[Koha-devel] Search Engine Changes : let's get some solr

Thu Nov 11 14:09:48 CET 2010

LAURENT Henri-Damien wrote:
> involved in the community as previously. Paul promised some POCs, here
> is one available. [...]

Sorry for taking a while to look at this, but it raised so many
questions in my mind when I first read it and I've been a bit busy,
so I thought I'd leave it a while and see if some were covered by
others.  Some were (thanks!) but many are left, so here we go:
What's a POC?  Piece Of Code?  (I assume it's not the C I'd usually
mean in that abbreviation ;-) )

> zebra is fast and embeds native z3950 server. But it has also some major
> drawbacks we have to cope with on our everyday life making it quite
> difficult to maintain.
> 
>    1.  zebra config files are a nightmare.

I've librarians editing zebra config files.  They've seen far worse
from the awful library management systems of the past.

> You can't drive the
> configuration file easily. namely : Can't edit indexs via HTTP or
> configuration. all is in files hardcoded on disk.

We could fix this by providing an HTTP interface if anyone wanted.
This isn't a problem unique to Zebra: some Koha configuration is
only in files on disk.  Being in a config file is not hardcoded!

So, this is solvable if someone wanted it enough.  Does anyone
want me to take this enhancement forwards?

> [...] And ppl donot get a translation of the indexes since all
> the indexes are hardcoded in the ccl.properties and we donot have a
> translation process so that ccl attributes could be translated into
> different languages.

This sounds like a problem in our translation process.  Would the
translation manager like to consider it, please?

>    2.  no real-time indexing : the use of a crontab is poor: when you
> add an authority while creating a biblio, you have to wait some some
> minutes to end your biblio

This is being considered in bug 5165.  It's a problem in how we are
using Zebra, really.

> (might be solved since zebra has some way to
> index biblios via z3950 extended services, but hard and should be tested
> and at the time community first tested that, a performance problem was
> raised on indexing.)

Does someone have a link to this performance problem, please?

>    3. no way to access/process/delete data easily. If you have indexes
> in it or have some problems with your data, you have to reindex the
> whole stuff and indexing errors are quite difficult to detect.

I'm not entirely sure what is being wanted here.  Indexing problems
have been a bit nasty on many systems.

>    4. during index process of a file, if you have a problem in your
> data, zebraidx just fails silently…

Example?

> And this is NOT secure.

What security data does zebra leak in this failure case?

> And you have
> no way to know WHICH biblio made the process crash. [...]

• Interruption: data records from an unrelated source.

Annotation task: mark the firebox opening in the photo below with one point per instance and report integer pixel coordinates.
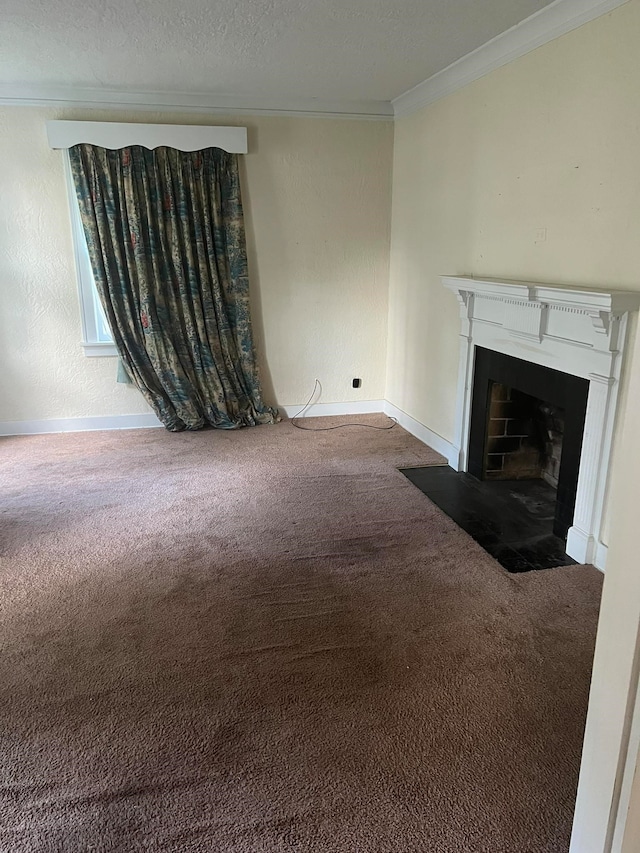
(524, 436)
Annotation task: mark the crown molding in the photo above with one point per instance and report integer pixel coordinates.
(549, 23)
(198, 102)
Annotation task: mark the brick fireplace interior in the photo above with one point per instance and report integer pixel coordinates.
(518, 499)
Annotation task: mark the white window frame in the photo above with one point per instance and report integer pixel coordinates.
(96, 337)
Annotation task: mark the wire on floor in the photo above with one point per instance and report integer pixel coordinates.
(337, 426)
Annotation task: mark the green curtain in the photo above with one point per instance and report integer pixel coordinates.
(165, 232)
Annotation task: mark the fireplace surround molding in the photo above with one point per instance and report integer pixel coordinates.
(580, 331)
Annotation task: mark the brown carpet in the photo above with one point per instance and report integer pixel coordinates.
(269, 640)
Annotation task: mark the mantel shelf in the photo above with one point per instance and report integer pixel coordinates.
(583, 299)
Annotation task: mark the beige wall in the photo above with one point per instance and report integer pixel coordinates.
(550, 141)
(317, 206)
(609, 731)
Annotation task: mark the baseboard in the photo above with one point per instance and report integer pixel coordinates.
(600, 558)
(321, 410)
(585, 548)
(79, 424)
(426, 436)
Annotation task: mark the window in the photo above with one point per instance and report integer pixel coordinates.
(96, 334)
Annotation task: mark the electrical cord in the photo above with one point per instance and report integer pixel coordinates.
(337, 426)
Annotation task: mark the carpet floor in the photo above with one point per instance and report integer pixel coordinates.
(269, 640)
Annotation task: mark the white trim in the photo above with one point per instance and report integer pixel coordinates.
(601, 554)
(549, 23)
(183, 102)
(423, 433)
(115, 134)
(321, 410)
(99, 350)
(575, 330)
(105, 422)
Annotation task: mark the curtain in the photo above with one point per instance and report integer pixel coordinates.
(165, 233)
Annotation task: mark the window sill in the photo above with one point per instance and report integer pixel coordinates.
(99, 350)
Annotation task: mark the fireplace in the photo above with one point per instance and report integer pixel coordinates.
(527, 422)
(564, 347)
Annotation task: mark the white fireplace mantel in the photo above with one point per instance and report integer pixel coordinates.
(575, 330)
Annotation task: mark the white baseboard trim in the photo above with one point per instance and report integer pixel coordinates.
(585, 548)
(600, 558)
(426, 436)
(78, 424)
(321, 410)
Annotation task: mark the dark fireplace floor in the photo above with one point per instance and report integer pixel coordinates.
(511, 519)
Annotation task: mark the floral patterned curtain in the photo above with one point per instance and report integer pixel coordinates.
(165, 233)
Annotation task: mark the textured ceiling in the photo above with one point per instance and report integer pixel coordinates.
(325, 49)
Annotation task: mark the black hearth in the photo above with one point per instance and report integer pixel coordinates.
(518, 498)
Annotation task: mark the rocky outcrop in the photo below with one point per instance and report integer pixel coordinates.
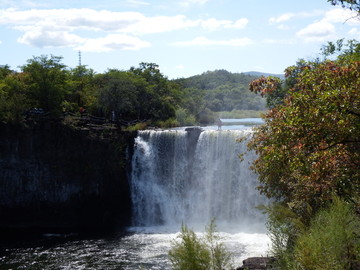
(53, 177)
(258, 263)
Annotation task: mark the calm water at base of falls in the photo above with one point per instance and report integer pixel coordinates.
(219, 187)
(140, 248)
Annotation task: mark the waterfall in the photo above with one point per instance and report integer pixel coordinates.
(188, 177)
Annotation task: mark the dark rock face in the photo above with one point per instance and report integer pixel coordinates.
(258, 263)
(55, 177)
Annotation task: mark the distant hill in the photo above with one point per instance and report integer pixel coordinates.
(221, 90)
(259, 74)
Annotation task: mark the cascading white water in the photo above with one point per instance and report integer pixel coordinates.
(179, 178)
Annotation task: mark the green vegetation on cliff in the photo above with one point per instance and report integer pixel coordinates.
(309, 160)
(140, 94)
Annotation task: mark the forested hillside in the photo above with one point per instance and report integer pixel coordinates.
(139, 95)
(223, 91)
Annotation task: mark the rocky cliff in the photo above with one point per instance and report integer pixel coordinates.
(53, 177)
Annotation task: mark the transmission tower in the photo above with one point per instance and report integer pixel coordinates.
(79, 58)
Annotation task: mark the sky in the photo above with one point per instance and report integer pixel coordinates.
(183, 37)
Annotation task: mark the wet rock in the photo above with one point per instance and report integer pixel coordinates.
(258, 263)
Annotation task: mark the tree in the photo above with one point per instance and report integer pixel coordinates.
(309, 147)
(117, 93)
(81, 87)
(199, 253)
(162, 95)
(13, 98)
(48, 86)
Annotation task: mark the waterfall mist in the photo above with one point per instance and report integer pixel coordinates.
(188, 177)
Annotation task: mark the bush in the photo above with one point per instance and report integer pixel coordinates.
(199, 253)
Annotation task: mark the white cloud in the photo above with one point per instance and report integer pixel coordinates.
(282, 18)
(160, 24)
(113, 42)
(137, 3)
(340, 15)
(203, 41)
(319, 31)
(239, 24)
(188, 3)
(50, 39)
(214, 24)
(354, 32)
(278, 41)
(119, 30)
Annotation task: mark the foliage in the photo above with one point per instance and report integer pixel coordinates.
(217, 91)
(284, 226)
(184, 118)
(199, 253)
(141, 93)
(332, 240)
(235, 114)
(47, 82)
(13, 98)
(309, 147)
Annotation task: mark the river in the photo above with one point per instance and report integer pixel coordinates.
(176, 179)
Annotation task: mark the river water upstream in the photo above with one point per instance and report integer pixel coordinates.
(174, 180)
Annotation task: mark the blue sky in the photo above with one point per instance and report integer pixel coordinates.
(184, 37)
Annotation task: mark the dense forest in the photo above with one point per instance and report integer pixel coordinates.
(141, 94)
(309, 160)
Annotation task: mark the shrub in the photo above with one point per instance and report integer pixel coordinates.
(332, 241)
(199, 253)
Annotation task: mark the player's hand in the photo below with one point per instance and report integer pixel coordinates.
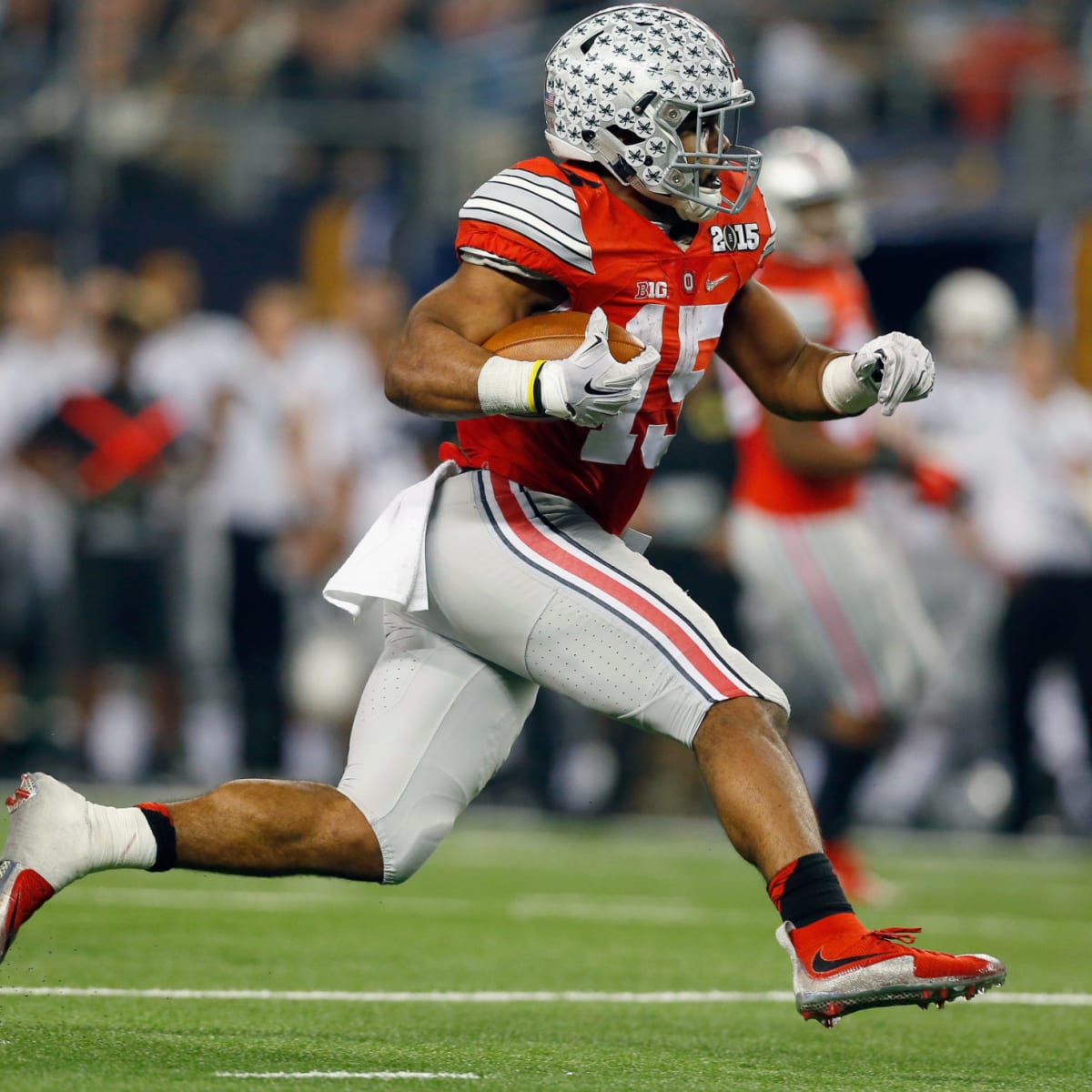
(591, 386)
(896, 367)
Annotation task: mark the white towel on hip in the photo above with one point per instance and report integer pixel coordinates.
(389, 561)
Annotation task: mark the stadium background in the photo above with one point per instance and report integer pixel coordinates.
(321, 141)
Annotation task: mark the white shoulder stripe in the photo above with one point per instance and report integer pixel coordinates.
(578, 244)
(562, 246)
(547, 187)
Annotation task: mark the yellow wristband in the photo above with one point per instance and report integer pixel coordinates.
(534, 394)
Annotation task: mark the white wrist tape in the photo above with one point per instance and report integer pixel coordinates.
(509, 386)
(844, 390)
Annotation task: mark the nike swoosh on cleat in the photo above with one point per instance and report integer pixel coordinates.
(820, 966)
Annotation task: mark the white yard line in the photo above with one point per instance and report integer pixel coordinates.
(494, 997)
(637, 910)
(338, 1075)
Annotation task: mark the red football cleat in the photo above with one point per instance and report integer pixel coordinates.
(838, 972)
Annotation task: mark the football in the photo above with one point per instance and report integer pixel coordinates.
(555, 336)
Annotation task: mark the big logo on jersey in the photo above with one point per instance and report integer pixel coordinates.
(734, 238)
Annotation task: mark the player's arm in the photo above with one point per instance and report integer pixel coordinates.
(434, 369)
(440, 369)
(803, 447)
(802, 380)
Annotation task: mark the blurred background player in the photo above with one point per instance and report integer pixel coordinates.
(1009, 581)
(827, 603)
(115, 456)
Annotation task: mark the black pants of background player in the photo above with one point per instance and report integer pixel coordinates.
(258, 640)
(1047, 620)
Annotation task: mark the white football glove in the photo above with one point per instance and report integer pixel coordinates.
(591, 386)
(890, 369)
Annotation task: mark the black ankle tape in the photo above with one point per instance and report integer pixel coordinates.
(812, 891)
(163, 831)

It's quite possible, but Koha has made that mistake too.  In one
recent less serious example, I found that Koha knew which biblio was
at fault, but didn't bother to report the biblio details in the
failure error message.  However, if it's an actual crash, it can be
difficult to generate an error from a crashing C process.  Maybe
you could dump core and examine it, but bissecting the input data 
like HDL did is probably quicker.

>    5. facets are not working properly : they are on the result displayed
> because there are problems with diacritics & facets that can't be solved
> as of today. And noone can provide a solution (we spoke about that with
> indexdata and no clear solution was really provided.

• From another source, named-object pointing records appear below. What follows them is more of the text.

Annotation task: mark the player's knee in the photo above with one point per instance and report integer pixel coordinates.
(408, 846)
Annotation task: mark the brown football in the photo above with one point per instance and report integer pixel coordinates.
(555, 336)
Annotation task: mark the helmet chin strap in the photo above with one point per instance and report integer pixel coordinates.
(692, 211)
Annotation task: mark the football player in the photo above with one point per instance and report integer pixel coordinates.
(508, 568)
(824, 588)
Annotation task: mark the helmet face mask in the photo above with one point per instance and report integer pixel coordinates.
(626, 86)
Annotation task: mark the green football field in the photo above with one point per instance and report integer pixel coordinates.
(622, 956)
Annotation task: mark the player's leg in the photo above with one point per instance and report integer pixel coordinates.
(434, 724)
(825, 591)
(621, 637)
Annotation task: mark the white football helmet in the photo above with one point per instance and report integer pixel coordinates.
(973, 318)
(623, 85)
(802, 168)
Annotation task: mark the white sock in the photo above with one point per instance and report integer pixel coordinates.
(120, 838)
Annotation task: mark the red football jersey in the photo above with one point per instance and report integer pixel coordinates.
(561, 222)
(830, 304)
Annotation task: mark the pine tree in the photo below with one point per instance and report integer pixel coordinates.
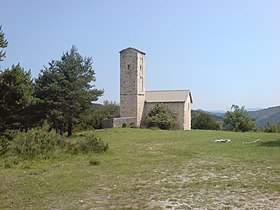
(66, 89)
(16, 90)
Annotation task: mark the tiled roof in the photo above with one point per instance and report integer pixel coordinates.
(131, 48)
(162, 96)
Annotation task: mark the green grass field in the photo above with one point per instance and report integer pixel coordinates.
(152, 169)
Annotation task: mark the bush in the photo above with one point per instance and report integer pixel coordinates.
(161, 117)
(86, 143)
(35, 142)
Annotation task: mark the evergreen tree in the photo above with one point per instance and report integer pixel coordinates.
(65, 89)
(16, 89)
(3, 44)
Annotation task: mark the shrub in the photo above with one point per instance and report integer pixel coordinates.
(160, 116)
(35, 142)
(94, 162)
(86, 143)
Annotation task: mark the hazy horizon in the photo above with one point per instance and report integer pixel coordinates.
(225, 52)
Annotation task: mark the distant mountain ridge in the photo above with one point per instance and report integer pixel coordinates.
(269, 115)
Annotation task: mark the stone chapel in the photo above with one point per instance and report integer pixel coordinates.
(135, 101)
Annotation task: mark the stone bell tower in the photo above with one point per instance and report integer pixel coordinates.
(132, 84)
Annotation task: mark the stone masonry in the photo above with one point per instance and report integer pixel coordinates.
(135, 101)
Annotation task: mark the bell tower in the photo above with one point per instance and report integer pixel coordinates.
(132, 84)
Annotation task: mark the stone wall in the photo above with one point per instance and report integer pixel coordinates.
(132, 83)
(118, 122)
(177, 109)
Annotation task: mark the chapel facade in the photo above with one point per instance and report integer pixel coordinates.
(135, 101)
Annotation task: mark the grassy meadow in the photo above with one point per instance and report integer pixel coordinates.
(152, 169)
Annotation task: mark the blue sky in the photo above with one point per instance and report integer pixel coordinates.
(226, 52)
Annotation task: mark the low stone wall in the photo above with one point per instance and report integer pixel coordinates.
(118, 122)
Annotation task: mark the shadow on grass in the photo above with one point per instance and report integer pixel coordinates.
(271, 143)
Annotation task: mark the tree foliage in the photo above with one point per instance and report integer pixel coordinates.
(160, 116)
(92, 118)
(16, 95)
(66, 89)
(238, 119)
(3, 44)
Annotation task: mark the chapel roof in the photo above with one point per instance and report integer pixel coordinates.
(131, 48)
(162, 96)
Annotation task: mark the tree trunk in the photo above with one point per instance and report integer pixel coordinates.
(69, 128)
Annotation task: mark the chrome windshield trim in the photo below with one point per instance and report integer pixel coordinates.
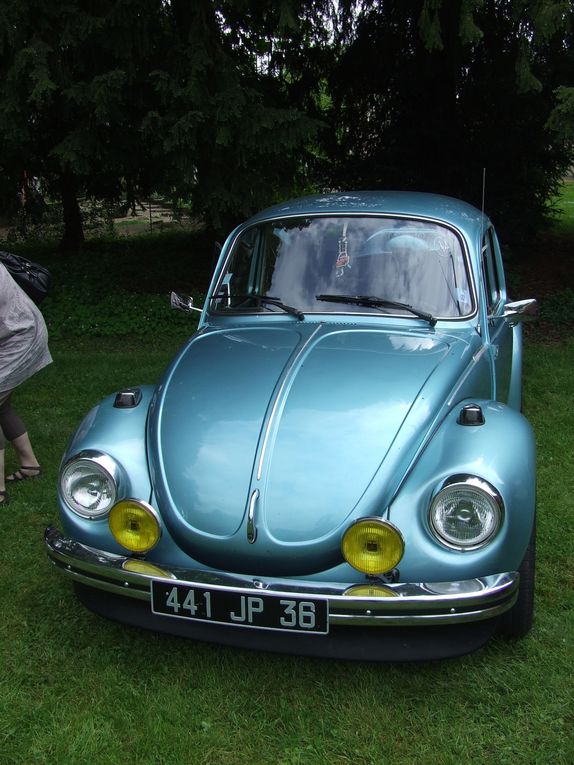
(411, 603)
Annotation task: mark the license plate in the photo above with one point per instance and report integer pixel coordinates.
(240, 608)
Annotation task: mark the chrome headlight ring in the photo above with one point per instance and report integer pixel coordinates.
(89, 484)
(466, 513)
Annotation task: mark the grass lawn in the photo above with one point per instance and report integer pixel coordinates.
(75, 688)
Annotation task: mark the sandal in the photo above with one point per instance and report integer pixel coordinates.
(20, 476)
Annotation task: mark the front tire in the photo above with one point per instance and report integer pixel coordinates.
(517, 622)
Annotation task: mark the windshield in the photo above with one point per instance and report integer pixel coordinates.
(286, 264)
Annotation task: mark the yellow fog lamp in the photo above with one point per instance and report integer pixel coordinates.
(134, 525)
(372, 546)
(370, 591)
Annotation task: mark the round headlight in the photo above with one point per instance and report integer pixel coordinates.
(466, 513)
(88, 484)
(134, 525)
(372, 546)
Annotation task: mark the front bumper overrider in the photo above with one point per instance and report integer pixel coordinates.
(414, 604)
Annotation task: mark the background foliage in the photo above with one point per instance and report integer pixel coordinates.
(227, 105)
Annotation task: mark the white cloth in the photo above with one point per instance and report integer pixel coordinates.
(23, 335)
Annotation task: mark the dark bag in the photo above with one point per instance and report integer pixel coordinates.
(33, 278)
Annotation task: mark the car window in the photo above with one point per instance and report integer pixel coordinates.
(293, 260)
(490, 272)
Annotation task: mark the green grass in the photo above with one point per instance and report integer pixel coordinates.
(75, 688)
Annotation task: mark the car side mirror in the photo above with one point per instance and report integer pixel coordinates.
(521, 310)
(183, 303)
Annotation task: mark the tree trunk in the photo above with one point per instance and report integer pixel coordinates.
(73, 236)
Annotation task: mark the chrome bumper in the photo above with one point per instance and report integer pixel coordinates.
(419, 604)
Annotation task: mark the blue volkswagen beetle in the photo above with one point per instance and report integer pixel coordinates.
(336, 463)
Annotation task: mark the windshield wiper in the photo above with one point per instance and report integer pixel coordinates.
(265, 300)
(375, 302)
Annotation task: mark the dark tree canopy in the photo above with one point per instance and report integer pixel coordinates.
(232, 104)
(429, 95)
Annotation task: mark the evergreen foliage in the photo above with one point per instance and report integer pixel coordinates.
(233, 104)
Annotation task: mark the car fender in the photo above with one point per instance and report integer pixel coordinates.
(502, 452)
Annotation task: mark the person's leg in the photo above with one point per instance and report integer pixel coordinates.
(29, 465)
(3, 494)
(14, 431)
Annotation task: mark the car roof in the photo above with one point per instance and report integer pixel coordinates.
(463, 216)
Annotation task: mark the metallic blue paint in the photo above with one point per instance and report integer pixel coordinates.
(329, 419)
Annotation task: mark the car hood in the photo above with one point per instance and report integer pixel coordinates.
(266, 442)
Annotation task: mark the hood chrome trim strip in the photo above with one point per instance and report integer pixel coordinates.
(279, 396)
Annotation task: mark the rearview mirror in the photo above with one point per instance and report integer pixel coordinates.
(521, 310)
(183, 303)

Does anyone have a link to that conversation, please?  I'd like to
know more about it before we hit it for real.

>    6. zebra does not evolve anymore. There is no real community around
> it, it's just an opensource indexdata software. We sent many questions
> onlist and never got answers. We could pay for better support but the
> fee required is quite deterrent and benefit is still questionable.

It's disappointing there's no community, but that happens sometimes.
I guess we could try and make it part of our community, if it's
important enough.  It's some different skills, but not completely
inconsistent.

What fee is being asked for what benefit?

>    7. icu & zebra are colleagues, not really friends : right truncation
> not working, fuzzy search not working and facets.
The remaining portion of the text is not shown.